On 02.03.2026 we present the 45th session of our online lecture series with a contribution of
Simon Moramarco
(Université Paul-Valéry de Montpellier)
Transportation, commercialization and diffusion of works of art and art craft objects during the Roman era (2nd century BC – 5th century AD) in southern Gaul
Abstract:
At the end of the Second Punic War, the defeat of the Carthaginians allowed Rome to expand and establish a hegemonic position in the Mediterranean. The conquest of Hellenistic Greece from the 2nd century BCE gave generals and their armies the opportunity to plunder cities and sanctuaries (Corinth, Athens, etc.) and bring back spoils that included works of art and art craft objects, thus giving rise to a new trade: the «art market». By «works of art and art objects», we must understand finished products that were traded and whose main added value lay in specific craftsmanship and skills: an ars, which in ancient Rome pertained as much to art as to craftsmanship. The influx of spoils, transferred to Italy and displayed during triumphal ceremonies, revealed a strong taste for Greek art among members of the Roman aristocracy. The ever-growing appetite for these pieces among these elites did not stop at spoils, and commissions from the so-called «Neo-Attic» workshops, emerging between 170 and 160 BCE, increased, marking the birth of this new market.

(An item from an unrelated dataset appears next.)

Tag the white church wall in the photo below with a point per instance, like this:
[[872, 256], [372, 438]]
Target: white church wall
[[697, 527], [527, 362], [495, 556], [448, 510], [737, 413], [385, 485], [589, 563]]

During Antiquity, the most commonly used means of transportation remained navigation, whether by river or sea. The numerous submerged discoveries, made possible by the development of underwater and subaquatic archaeology, atest to the intensity of commercial traffic by waterway. On the coast of southern Gaul, several sites have revealed elements that we consider to be works of art or art craft objects. Protected from excessive human presence until the second half of the 20th century, coastal, lake, river, and underwater sites along this coast are now falling victim to it. This work aims to place them in their context by combining underwater archaeology, art history, and economic history.